Lucky Number Slevin (2006)

Who's In It: Josh Hartnett, Lucy Liu, Morgan Freeman, Ben Kingsley, and Bruce Willis
Who Directed It: Paul McGuiness

Year of release: 2006


Lucky Number Slevin (2006) Movie Review
Reviewed by
: Adam Mast, Zboneman.com

Lucky Number Slevin is an intricate puzzle of a movie that is quite often too complex (and self conscious) for it’s own good. It works awfully hard to fool the audience, and sometimes this proves to be distracting. Thankfully though, Lucky Number Slevin is very entertaining, thanks mostly to a diverse and effective cast that appear to be having an enormously fun time.

In Lucky Number Slevin, Josh Hartnett is Slevin, a young man who’s about to have one unlucky day. After using a buddy’s apartment to clean himself up after a rough morning, he is quickly caught up in an enormously complex case of mistaken identity - one that brings him face to face with a couple of feuding mob bosses (wonderfully played by veterans Morgan Freeman and Ben Kingsley), a soft spoken, but extremely deadly assassin (Bruce Willis), and a quirky but cute mortician (a lively Lucy Liu).

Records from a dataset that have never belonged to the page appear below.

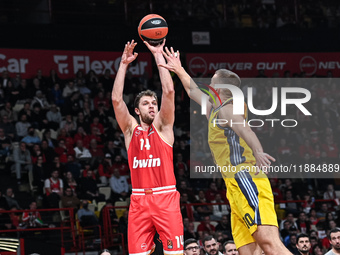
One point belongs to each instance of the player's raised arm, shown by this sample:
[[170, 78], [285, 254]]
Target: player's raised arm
[[167, 110], [263, 159], [125, 120], [174, 65]]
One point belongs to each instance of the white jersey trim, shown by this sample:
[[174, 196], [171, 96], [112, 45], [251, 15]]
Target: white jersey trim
[[161, 136]]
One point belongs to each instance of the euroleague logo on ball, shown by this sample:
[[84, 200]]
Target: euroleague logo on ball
[[156, 22], [153, 28]]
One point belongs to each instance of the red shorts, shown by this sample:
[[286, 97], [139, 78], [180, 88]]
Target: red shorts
[[150, 212]]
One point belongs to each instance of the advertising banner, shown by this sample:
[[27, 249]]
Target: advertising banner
[[249, 64], [67, 63]]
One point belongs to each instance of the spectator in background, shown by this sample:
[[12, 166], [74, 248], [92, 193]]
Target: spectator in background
[[32, 219], [8, 111], [321, 214], [38, 118], [285, 231], [106, 80], [53, 78], [83, 122], [54, 117], [8, 127], [330, 192], [210, 194], [291, 246], [81, 152], [210, 246], [24, 90], [183, 188], [5, 144], [69, 89], [70, 182], [54, 188], [224, 226], [317, 249], [22, 127], [112, 213], [10, 197], [69, 200], [205, 227], [303, 244], [119, 185], [40, 174], [303, 223], [105, 169], [30, 139], [191, 247], [190, 232], [69, 124], [56, 95], [74, 167], [89, 189], [330, 148], [334, 240], [87, 218], [291, 207], [229, 248], [96, 152], [80, 135], [22, 159], [202, 210]]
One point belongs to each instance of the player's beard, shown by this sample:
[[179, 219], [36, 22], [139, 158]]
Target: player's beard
[[213, 251], [337, 247], [146, 118], [304, 249]]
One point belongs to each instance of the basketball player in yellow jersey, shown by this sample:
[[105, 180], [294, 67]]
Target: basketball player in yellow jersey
[[250, 196]]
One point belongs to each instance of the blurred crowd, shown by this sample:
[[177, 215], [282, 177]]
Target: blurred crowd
[[60, 139]]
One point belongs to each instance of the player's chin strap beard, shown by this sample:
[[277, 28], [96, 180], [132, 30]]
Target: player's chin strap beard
[[146, 119]]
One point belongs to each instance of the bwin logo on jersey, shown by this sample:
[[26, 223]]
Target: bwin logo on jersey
[[144, 163]]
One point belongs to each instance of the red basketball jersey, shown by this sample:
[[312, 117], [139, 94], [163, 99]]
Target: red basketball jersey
[[150, 159]]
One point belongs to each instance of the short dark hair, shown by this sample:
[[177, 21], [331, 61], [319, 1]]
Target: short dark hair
[[301, 236], [189, 241], [227, 242], [102, 251], [334, 230], [207, 238], [144, 93]]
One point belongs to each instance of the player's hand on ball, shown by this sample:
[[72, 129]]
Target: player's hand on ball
[[128, 54], [263, 161], [172, 59], [155, 48]]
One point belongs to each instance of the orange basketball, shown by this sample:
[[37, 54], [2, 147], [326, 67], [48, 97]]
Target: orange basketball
[[153, 29]]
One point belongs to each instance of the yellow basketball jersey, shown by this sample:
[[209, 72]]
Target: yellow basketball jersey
[[227, 148]]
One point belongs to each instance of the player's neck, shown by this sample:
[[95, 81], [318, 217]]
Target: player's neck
[[145, 126]]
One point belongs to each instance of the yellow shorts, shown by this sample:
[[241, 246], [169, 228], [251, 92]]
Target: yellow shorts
[[252, 203]]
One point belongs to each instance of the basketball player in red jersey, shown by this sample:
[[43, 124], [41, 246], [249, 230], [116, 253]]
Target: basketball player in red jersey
[[154, 200]]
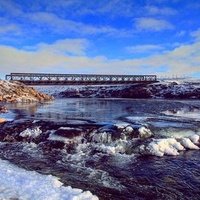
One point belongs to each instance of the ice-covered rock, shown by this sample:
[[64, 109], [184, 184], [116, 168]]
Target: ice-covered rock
[[169, 146], [195, 138], [35, 132], [187, 143], [145, 132], [18, 92], [17, 183]]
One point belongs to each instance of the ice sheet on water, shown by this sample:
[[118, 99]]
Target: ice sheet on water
[[170, 146], [35, 132], [17, 183], [184, 113]]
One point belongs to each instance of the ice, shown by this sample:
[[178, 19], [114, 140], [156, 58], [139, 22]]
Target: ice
[[103, 137], [145, 132], [195, 138], [184, 113], [170, 146], [35, 132], [187, 143], [17, 183]]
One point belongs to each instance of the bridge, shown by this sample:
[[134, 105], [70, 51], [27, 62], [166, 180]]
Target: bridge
[[78, 79]]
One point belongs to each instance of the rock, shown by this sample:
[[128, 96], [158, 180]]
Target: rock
[[3, 109], [2, 120], [18, 92]]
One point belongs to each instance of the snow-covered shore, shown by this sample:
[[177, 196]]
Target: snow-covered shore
[[18, 183], [17, 92], [162, 89]]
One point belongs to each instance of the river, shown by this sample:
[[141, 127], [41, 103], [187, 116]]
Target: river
[[111, 167]]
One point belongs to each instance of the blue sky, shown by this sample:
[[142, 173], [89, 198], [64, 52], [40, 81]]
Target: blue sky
[[100, 36]]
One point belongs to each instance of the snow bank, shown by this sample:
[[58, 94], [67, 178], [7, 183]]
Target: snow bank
[[145, 132], [17, 183], [170, 146], [35, 132]]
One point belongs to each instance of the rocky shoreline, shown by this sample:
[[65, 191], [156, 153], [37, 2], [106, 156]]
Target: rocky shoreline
[[13, 92], [159, 90]]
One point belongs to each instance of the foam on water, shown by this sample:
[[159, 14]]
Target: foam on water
[[17, 183], [170, 146], [35, 132]]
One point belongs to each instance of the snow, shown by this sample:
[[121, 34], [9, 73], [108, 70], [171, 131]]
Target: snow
[[194, 114], [170, 146], [187, 143], [35, 132], [18, 183], [195, 138], [145, 132]]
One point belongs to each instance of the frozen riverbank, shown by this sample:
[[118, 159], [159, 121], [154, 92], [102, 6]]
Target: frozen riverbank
[[18, 183], [162, 89]]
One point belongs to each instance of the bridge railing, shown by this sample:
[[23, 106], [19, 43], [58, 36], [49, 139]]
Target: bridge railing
[[37, 78]]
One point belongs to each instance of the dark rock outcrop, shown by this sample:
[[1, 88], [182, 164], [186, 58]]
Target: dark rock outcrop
[[18, 92]]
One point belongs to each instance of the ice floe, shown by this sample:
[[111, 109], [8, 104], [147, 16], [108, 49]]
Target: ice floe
[[35, 132], [18, 183], [169, 146]]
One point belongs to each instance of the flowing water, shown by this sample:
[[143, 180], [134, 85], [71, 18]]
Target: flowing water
[[107, 145]]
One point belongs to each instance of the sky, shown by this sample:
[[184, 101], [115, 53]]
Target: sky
[[159, 37]]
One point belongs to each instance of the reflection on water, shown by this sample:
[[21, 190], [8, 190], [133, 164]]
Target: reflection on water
[[119, 176], [97, 109]]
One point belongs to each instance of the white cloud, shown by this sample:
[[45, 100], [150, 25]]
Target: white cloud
[[154, 10], [147, 48], [65, 47], [61, 25], [182, 60], [152, 24], [10, 28]]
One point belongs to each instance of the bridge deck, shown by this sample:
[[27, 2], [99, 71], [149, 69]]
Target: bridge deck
[[78, 79]]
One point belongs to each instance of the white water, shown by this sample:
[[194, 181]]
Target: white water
[[17, 183]]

Paul McGuigan (who also directed Hartnett in Wicker Park) is clearly inspired by noir thrillers, but the movies Lucky Number Slevin most reminded me of were Bryan Singer’s outstanding Usual Suspects and Brian Helgeland’s underrated Payback. With a twisty plot structure and numerous characters, this thriller offers up moments that don’t appear to make sense at first glance, but by the end of the picture, everything comes together. With the aid of assured cinematography and crisp editing, McGuigan has fashioned a slick and effectively suspenseful number.

Screenwriter Jason Smilovic does a good job keeping the audience guessing, but Lucky Number Slevin still requires a great deal of suspension of disbelief. Without giving too much away, things ends a little too conveniently pat. There are plot threads in this film that are wrapped up a little too neatly, and the fashion in which a certain character so precisely calculates everything to perfection, left me scratching my head. I had a similar reaction to David Fincher’s The Game. Furthermore, Smilovic appears hellbent on spelling everything out for the audience. Sometimes a little ambiguity is good. Still, I like the overall tone of the movie, and I got a big kick out of the little winks at the numerous films that clearly inspired this movie (watch for references to James Bond and North By Northwest).

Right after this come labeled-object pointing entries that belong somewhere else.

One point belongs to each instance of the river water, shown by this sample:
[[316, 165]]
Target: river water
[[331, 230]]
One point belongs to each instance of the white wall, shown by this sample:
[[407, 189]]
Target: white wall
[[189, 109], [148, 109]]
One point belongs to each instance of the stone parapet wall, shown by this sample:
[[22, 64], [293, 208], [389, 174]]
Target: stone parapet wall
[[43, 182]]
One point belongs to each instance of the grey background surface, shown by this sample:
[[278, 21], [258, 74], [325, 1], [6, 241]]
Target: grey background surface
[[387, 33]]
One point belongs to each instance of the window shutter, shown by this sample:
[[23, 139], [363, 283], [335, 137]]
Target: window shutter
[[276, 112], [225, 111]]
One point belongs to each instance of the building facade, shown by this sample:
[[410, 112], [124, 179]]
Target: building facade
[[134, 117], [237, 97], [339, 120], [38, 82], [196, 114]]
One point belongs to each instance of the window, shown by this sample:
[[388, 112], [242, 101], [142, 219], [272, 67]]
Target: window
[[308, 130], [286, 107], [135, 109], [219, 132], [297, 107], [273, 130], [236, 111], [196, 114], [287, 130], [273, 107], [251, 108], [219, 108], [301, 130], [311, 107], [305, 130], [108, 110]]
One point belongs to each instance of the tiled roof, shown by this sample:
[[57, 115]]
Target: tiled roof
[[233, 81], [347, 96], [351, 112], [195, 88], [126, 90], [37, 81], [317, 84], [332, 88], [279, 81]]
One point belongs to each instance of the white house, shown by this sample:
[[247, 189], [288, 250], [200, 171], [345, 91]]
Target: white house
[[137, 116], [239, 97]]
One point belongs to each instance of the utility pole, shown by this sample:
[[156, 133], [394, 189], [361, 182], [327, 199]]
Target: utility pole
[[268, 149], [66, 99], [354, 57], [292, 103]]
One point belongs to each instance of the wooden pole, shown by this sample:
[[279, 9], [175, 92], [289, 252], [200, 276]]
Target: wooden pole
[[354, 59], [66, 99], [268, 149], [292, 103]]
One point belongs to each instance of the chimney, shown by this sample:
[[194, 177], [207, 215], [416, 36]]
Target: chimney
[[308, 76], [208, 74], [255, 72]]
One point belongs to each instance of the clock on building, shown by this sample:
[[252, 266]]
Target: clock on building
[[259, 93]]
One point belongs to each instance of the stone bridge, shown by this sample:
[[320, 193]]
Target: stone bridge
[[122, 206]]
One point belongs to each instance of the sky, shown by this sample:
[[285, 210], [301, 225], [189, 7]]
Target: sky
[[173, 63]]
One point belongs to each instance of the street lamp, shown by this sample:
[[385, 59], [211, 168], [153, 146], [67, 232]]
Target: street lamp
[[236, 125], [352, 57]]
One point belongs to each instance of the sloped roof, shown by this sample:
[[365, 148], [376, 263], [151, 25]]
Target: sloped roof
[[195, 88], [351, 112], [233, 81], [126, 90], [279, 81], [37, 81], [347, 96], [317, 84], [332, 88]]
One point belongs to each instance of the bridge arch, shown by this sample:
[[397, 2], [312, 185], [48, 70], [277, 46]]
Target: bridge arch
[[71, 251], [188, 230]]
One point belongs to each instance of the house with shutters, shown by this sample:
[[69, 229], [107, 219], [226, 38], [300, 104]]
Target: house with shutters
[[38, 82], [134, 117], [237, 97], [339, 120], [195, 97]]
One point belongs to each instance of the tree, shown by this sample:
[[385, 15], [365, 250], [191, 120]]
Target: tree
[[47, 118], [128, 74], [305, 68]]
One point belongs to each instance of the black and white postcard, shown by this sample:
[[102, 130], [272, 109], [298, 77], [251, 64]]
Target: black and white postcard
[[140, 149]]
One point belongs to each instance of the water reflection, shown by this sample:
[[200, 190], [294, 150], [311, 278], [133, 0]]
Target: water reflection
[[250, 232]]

The usually blasé Hartnett is slightly more animated here than he's been in the past, but it is the stellar supporting cast that really give Lucky Number Slevin it’s kick. Freeman and Kingsley are wickedly entertaining as two aging crime bosses who think they know everything. Kingsley in particular has a blast as a Jewish mobster out to protect his gay son. Lucy Liu is a ball of unlimited energy as love interest Lindsey. Mykelti Williamson (Forrest Gump) is a hoot as a dim-witted henchman. Stanley Tucci is at his manic best as the confident cop whose in constant pursuit of Slevin. Finally, we have Bruce Willis who, despite a role that requires very little emotion, manages to bring a strange sort of sweetness to his deadpan assassin Mr. Goodkat.

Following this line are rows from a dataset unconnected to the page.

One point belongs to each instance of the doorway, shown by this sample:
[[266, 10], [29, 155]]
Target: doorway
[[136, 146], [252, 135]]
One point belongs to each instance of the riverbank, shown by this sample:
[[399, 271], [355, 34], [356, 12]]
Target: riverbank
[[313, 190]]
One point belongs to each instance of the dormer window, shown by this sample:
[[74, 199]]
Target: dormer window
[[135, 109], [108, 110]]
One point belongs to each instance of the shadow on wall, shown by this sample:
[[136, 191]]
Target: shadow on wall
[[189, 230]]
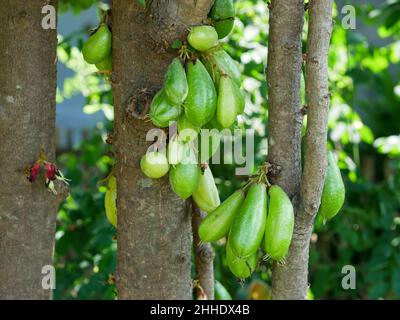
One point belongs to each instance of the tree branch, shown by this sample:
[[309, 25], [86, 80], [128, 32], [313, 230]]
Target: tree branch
[[204, 257], [154, 225], [291, 280]]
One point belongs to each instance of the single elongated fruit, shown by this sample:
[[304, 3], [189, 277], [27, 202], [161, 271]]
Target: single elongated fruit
[[217, 224], [175, 82], [203, 38], [209, 143], [98, 46], [206, 194], [187, 131], [230, 102], [162, 111], [333, 194], [220, 292], [279, 225], [110, 201], [248, 226], [219, 62], [223, 15], [241, 267], [184, 177], [201, 102], [154, 164], [175, 151], [105, 65]]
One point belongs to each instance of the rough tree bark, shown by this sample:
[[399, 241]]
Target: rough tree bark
[[154, 226], [204, 257], [290, 281], [27, 125]]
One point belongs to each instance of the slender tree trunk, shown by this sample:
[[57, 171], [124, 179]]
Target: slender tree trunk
[[154, 226], [204, 257], [290, 281], [27, 125]]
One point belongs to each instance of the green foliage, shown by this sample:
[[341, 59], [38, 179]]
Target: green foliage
[[363, 131], [85, 251]]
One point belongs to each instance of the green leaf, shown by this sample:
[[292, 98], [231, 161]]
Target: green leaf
[[176, 44]]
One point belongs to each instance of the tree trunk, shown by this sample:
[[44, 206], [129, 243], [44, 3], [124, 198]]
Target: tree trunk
[[27, 125], [290, 281], [204, 257], [154, 225]]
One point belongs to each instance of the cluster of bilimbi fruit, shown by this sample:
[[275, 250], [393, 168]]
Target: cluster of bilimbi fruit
[[204, 92]]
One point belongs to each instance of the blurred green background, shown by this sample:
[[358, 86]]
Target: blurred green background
[[364, 131]]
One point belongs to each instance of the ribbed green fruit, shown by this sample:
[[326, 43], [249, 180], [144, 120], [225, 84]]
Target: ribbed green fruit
[[184, 177], [223, 15], [206, 194], [216, 224], [98, 46], [218, 62], [279, 225], [241, 267], [203, 38], [201, 102], [333, 194], [154, 164], [248, 226]]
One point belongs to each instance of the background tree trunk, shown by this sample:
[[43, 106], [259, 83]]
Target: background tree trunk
[[290, 281], [154, 225], [204, 257], [27, 125]]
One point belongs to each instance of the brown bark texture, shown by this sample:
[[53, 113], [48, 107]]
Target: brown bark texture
[[204, 256], [290, 280], [27, 125], [154, 225]]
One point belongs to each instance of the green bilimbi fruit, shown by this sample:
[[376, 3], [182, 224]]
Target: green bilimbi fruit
[[333, 194], [105, 65], [154, 164], [206, 194], [162, 111], [230, 102], [216, 225], [175, 151], [223, 15], [175, 82], [187, 131], [98, 46], [184, 177], [203, 38], [220, 292], [209, 142], [201, 102], [218, 63], [279, 225], [110, 201], [248, 226], [241, 267]]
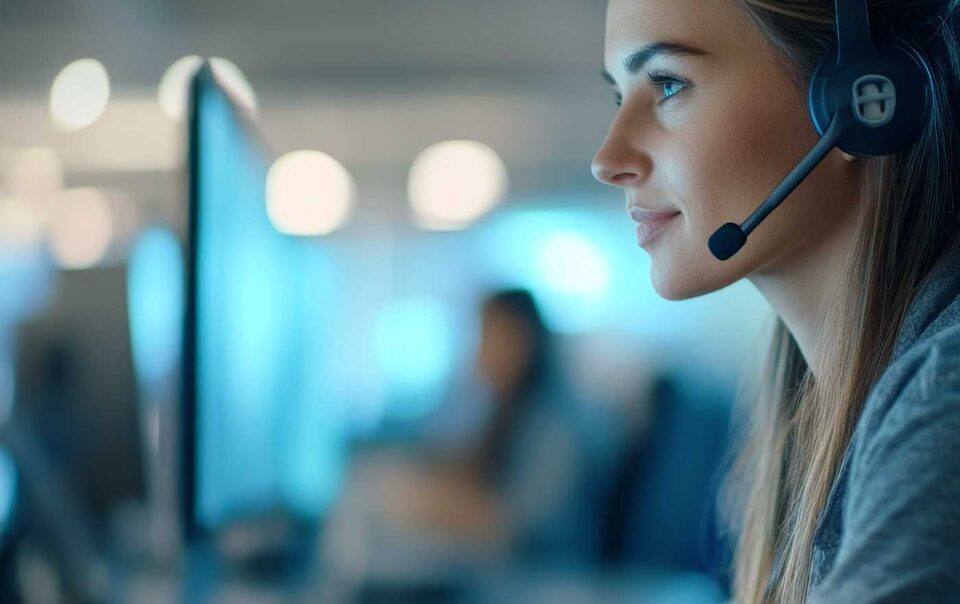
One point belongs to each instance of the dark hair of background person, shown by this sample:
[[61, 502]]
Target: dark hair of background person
[[519, 306]]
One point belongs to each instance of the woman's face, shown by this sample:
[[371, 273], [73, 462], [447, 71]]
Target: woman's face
[[711, 140]]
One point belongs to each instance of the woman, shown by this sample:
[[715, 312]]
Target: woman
[[847, 487]]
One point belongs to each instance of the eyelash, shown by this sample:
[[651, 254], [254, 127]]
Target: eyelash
[[658, 79]]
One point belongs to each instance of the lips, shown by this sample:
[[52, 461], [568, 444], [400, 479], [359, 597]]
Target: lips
[[640, 215], [651, 223]]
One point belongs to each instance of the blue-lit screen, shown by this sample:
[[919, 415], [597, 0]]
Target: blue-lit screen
[[265, 439]]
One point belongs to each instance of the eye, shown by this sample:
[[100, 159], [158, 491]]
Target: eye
[[666, 82], [669, 86]]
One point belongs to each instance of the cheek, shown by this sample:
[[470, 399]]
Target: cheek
[[721, 170]]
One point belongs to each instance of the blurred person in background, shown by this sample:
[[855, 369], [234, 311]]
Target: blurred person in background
[[847, 488], [525, 485]]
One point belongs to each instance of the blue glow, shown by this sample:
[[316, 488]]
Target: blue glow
[[568, 262], [269, 433], [8, 489], [562, 255], [415, 348], [155, 294]]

Lucky Number Slevin suffers from an overly long running time and it doesn’t have the balls to follow through on a potentially gutsy move in the final act, but ultimately, I was entertained. At the very least, it’s a major step up for McGuigan whose Wicker Park was a fairly dull tale about obsession. With this effort, the director really allows his expert cast to shine, and the end result is a labored but very entertaining movie that constantly challenges the audience to figure out what might happen next. The Usual Suspects it ain’t, but it’s fun nevertheless.